As my client do not want to increase the payment cost for the pusher so he denies for this.

Reverb is free.

imrandevbd's avatar

Snapey's presence channel idea is solid, but if you want to avoid the overhead of Reverb/websockets, you can handle this reliably using a Redis cache lock combined with a JS heartbeat. I've used this exact pattern in production for high-stakes exam platforms.

Backend Lock: In that controller, store the lock in Redis: Cache::put("test_lock_{$test->id}user{$user->id}", $tab_id, 10);. The 10-second TTL is the magic number here.

Enforcement: On the actual test attempt route (and on subsequent test submissions), check this cache key. If the key exists AND the value doesn't match the current request's tab_id, throw your "already active" error.

Shivamyadav's avatar

Thank you for the suggestion 😊.

I will look at this approach and let you know, if I can get it .

Shivamyadav's avatar

This a actually a solid way to do this.

As my client do not want to increase the payment cost for the pusher so he denies for this.
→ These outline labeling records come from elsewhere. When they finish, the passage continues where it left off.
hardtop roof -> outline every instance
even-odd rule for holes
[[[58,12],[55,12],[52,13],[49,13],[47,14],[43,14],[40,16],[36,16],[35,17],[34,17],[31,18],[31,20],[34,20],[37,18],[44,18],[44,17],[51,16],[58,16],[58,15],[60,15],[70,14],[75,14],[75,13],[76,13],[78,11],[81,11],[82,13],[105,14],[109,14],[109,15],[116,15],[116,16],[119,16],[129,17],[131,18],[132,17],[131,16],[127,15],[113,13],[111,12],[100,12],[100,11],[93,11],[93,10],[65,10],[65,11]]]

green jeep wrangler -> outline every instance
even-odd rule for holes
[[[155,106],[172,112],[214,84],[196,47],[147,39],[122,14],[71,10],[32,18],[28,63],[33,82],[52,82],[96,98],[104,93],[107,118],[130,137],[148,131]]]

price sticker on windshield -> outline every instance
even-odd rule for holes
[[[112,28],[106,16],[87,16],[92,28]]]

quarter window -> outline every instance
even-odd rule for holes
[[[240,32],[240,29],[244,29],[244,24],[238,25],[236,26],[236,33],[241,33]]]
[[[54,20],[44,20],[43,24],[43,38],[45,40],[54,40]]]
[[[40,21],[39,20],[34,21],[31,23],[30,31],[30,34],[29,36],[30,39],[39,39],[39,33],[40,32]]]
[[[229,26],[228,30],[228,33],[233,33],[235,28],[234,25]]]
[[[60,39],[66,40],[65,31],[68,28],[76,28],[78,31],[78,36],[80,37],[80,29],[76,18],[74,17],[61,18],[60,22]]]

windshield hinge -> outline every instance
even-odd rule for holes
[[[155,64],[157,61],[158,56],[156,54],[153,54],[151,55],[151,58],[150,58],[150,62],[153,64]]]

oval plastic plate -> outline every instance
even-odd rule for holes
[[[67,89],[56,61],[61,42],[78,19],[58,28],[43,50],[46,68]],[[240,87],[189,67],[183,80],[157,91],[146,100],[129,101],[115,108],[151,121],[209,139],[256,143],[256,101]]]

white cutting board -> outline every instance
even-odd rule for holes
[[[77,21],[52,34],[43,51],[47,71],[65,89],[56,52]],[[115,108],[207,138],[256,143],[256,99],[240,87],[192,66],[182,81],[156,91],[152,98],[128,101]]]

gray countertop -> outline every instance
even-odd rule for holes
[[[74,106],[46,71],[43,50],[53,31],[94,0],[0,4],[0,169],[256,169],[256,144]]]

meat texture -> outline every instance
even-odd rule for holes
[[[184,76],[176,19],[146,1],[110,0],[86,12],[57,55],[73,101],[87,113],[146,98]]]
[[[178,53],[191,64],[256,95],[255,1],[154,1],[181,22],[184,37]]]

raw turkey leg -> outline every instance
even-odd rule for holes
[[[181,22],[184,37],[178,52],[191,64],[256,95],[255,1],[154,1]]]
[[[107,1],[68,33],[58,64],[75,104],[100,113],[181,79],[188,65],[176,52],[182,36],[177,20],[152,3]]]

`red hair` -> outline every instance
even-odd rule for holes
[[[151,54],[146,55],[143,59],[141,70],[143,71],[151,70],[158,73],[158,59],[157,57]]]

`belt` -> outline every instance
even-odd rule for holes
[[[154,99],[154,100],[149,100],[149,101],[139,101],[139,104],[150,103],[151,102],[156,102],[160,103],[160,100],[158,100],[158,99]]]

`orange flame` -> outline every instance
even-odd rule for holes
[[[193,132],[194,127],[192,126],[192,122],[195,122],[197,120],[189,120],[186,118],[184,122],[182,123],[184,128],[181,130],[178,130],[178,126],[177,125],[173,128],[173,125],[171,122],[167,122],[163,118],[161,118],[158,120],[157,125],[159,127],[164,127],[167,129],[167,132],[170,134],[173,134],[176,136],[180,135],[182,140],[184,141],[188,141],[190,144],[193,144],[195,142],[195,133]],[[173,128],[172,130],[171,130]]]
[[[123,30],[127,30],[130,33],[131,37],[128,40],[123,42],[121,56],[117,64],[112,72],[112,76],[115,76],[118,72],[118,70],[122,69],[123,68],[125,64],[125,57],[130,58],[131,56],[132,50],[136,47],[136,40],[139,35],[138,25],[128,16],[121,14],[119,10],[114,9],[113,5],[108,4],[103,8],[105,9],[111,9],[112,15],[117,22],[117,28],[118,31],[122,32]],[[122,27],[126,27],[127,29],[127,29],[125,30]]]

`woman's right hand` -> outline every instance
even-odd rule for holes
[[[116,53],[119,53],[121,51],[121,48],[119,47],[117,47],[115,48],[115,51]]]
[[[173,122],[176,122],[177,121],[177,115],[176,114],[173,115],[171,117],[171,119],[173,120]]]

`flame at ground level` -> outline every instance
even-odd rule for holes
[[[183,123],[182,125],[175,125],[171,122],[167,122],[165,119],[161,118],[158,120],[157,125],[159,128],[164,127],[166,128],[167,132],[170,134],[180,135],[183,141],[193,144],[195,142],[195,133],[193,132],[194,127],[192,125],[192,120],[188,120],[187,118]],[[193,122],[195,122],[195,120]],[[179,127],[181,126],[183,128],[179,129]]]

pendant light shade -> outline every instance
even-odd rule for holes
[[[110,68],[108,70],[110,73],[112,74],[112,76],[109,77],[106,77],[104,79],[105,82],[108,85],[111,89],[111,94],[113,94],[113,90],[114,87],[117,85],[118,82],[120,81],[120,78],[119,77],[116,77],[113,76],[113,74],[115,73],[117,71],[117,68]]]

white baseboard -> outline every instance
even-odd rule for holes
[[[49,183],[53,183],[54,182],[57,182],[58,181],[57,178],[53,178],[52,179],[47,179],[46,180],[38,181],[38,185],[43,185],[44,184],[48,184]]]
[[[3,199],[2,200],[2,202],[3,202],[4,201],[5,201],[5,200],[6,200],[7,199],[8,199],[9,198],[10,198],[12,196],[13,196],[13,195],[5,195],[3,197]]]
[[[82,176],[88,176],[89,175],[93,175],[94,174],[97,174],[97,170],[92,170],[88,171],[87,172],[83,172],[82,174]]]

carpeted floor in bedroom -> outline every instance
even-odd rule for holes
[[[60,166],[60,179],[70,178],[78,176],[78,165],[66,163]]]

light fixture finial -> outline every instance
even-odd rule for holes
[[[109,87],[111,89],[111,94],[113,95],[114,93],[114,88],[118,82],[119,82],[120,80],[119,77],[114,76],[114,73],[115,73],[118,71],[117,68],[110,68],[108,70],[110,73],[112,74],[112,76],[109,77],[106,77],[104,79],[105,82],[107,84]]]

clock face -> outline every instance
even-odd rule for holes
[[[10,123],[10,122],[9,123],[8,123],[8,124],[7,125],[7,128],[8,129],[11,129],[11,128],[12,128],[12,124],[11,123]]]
Any proper alternative solution for this, could you suggest me.

Updated requirements are:

  1. A user can have only ONE active test session at a time for a given test.
  2. Same Session Continuity (Allowed).
  3. Prevent Multi-Tab / Multi-Device Access.
  4. How to handle for the scenario when the browser session expires and device shutdown or user did not finished the test and returned back etc stuffs.
DigitalArtisan's avatar

The most reliable way to enforce tab restrictions is to enable Proctored Exams, use third party software like Safe Exam Browser (SEB).

If your building this from scratch, you have a HUGE undertaking.

I've been in the Learning Management System (LMS) business for 20+ years.

My latest requirement led me to OpenEDX, an open source LMS/CMS, founded by Harvard & MIT and stewarded by Axim Collaborative.

Took me about 4 hours to setup, and am able to create/develop courses in a weeks time.